Adelante –le dedico mi mejor sonrisa-, si no me gusta te mataré. ¿Me permites el
tuteo?
-Chico listo. Te queremos en Florida, en la sede federal de Fort Benson. Te
someteremos a un tratamiento para disminuir los efectos perniciosos de las
drogas sobre tu cuerpo. Después tendrás trabajo en el simulador y en el
ciberespacio. Volverás a ser pirata, para nosotros. Y practicarás la docencia, un
selecto grupo de jóvenes espera ávidamente tus enseñanzas.
-¿Y los amarillos? Algo querrán de mí. En esta vida nada es gratis.
-Los japoneses quieren entrar en Wagner, el gran sancta sactorum del imperio
Rilke. Durante años han estado sacrificando en balde vidas y recursos. Harry, tú
venciste al sistema Rilke, destruiste su hielo negro. Eso quieren. A cambio te
someterán a un tratamiento antienvejecimiento.
-¿Qué más? -soy algo intransigente pero negocio es mi destino.
-Nueva identidad. Nueva vida. Dinero abundante e impunidad. Vivirás en
América cowboy, libre y rico. ¿Qué más puedes desear? Si tienes dinero los
Estados Unidos son el mejor de los paraísos. La Agencia te considerará muerto y
en cuanto al mundo musulmán hay preparado un clon tuyo para arrojarlo a un
basurero en el que los árabes lo puedan encontrar. España tal vez. No somos
Dios, pero sabemos crear clones inanimados. No tienen medios todavía para
descubrir el engaño.
-¿Y la Agencia?
-No sabe nada. Esta estación volará en pedazos y la lanzadera puede convertirse
en invisible para los europeos.
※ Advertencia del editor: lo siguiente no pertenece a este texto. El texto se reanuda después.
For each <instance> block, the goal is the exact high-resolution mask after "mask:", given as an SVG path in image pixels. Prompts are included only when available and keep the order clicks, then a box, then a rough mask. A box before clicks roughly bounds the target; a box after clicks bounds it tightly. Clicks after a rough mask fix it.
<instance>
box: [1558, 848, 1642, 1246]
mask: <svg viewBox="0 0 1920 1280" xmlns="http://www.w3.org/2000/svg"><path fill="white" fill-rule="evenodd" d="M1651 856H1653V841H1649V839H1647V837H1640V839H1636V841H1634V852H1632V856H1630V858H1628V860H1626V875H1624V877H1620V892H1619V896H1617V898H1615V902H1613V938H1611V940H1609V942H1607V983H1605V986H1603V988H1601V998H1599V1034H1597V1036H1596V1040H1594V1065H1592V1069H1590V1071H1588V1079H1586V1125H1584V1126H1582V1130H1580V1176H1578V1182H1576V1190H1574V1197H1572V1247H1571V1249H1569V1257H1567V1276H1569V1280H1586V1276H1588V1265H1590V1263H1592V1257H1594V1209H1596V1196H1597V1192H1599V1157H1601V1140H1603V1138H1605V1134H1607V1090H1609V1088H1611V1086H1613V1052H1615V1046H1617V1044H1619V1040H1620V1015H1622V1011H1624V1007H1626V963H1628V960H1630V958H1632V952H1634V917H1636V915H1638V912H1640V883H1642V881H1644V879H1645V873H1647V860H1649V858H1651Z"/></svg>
Pensará que ha fracasado.
-Casablanca lo sabe.
-Bueno, "a cada cerdo le llega su San Antón", al menos eso decía mi abuela. Se
trata de un cabo suelto y ya no nos es útil. Nos encargaremos de ella. Pero no te
preocupes, cuidaremos de ti. Y tu cuidarás de que nuestros microbios marcianos
y sus secretos estén a salvo.
-Acepto.
-Muy pragmático. Ahora descuelga ese micrófono y manda que se conecten a la
lanzadera japonesa y abran la portilla. Ordena a Tartt que te sustituya. Di que
estas puertas se han bloqueado. Ha ocurrido miles de veces. Tú las arreglabas y
Anderson las estropeaba.
Dentro de poco ella será suprimida con la misma frialdad con la que suprimió a
otros y de ella sólo me quedará el recuerdo de una decena de días en Viena.
Alguien escribió muy atinadamente que cuando algo es bueno queremos que sea
perfecto y si es perfecto anhelamos que dure eternamente. Pero lo perfecto no
está hecho para perdurar. Es una estrella fugaz. Una breve ensoñación.
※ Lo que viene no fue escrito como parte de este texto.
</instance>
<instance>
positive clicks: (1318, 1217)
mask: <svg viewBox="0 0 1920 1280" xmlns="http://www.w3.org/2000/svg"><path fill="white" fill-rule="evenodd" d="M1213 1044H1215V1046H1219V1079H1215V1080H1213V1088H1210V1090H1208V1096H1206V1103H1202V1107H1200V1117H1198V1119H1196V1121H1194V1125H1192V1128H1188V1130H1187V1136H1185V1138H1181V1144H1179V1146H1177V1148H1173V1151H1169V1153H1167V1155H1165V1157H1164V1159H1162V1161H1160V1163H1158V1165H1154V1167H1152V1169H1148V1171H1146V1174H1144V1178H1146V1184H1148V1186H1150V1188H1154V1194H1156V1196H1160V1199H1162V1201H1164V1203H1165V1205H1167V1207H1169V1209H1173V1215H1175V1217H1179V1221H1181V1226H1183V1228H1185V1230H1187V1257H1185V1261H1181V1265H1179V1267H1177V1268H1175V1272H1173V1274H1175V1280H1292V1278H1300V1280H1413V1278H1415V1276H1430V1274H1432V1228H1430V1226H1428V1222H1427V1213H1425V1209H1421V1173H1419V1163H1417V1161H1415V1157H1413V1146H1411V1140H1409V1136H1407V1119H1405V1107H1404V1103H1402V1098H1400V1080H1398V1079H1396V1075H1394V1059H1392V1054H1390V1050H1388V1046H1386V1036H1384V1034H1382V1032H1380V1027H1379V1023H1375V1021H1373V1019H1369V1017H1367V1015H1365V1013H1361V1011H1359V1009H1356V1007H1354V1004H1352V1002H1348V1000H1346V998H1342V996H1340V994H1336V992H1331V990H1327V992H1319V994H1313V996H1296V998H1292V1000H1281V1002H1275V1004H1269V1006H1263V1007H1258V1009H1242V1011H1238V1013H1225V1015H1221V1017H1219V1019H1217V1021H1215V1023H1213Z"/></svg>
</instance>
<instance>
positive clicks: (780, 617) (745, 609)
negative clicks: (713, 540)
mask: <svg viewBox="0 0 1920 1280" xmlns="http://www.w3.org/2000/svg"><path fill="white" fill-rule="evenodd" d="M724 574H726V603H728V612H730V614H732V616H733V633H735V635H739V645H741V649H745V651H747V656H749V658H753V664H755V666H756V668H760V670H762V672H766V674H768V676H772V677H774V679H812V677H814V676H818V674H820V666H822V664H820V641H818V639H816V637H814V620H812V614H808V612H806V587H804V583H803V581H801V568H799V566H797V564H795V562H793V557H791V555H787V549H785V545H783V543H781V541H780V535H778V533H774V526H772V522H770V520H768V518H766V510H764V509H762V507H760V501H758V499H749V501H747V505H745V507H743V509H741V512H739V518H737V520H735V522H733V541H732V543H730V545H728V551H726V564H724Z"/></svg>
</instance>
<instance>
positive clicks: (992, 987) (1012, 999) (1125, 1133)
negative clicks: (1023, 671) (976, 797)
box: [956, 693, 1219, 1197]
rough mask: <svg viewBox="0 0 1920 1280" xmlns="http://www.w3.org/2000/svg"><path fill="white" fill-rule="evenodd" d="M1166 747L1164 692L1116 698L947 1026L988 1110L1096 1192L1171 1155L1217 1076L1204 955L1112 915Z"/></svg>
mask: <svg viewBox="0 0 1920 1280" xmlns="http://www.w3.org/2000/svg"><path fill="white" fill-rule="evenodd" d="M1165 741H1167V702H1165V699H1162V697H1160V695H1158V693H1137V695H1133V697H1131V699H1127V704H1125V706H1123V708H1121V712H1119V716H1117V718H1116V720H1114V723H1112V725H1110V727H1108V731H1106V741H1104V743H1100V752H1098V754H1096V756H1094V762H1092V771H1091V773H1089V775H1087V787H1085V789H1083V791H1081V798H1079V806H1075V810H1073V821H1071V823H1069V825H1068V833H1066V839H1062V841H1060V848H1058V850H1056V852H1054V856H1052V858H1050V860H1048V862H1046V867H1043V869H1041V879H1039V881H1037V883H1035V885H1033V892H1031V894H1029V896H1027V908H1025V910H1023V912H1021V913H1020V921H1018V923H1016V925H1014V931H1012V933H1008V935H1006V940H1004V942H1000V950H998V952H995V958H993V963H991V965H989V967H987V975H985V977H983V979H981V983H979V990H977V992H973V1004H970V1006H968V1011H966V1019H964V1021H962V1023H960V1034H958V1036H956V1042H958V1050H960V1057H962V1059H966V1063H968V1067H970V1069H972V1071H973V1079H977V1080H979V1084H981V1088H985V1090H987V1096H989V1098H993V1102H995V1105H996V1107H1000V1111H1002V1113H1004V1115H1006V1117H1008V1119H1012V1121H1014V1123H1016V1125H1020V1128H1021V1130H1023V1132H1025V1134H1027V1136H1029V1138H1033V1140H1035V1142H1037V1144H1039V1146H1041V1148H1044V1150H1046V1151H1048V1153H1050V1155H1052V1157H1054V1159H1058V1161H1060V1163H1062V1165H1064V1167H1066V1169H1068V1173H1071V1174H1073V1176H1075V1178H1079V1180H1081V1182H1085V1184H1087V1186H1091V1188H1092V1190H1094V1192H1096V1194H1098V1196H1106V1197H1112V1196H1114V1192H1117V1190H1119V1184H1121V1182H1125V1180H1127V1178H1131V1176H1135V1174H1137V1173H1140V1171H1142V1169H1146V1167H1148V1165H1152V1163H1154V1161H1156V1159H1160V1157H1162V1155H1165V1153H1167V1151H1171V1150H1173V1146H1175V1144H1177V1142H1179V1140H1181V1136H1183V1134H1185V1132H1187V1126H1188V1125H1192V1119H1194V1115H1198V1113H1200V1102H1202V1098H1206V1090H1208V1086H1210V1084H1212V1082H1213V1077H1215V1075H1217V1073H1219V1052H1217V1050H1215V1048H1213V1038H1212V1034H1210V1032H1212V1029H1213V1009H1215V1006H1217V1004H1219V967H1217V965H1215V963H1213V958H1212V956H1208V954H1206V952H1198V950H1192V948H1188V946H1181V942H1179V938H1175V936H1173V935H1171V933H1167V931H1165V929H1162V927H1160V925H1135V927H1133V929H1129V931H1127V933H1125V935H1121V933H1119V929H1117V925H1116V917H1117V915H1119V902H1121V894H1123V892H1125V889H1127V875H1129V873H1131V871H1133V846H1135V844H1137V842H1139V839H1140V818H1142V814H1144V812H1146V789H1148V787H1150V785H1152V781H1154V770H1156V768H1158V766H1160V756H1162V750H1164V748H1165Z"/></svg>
Así es para la gente de nuestra clase, para ese tipo de gente que habita y se lucra
en la mentira, ajenos a la probidad. Estamos condenados a la soledad. No
resultamos miscibles con el resto de la gente. Pudimos haber efectuado una
última jugada al destino o, al menos, haberlo intentado. Juntos. Juntos.
Casablanca. Te lo advertí. Nadie sale. Así son las cosas. Supongo que así deben
ser porque las aceptamos cuando nos mezclamos en esto. Somos un mundo
integrado por seres atípicos. Guardianes y cautivos al mismo tiempo. No somos
muchos. Somos distintos. Si pudiera elegir de nuevo mi vida suprimiría de ella
todo, absolutamente todo excepto aquellos diez días en Viena.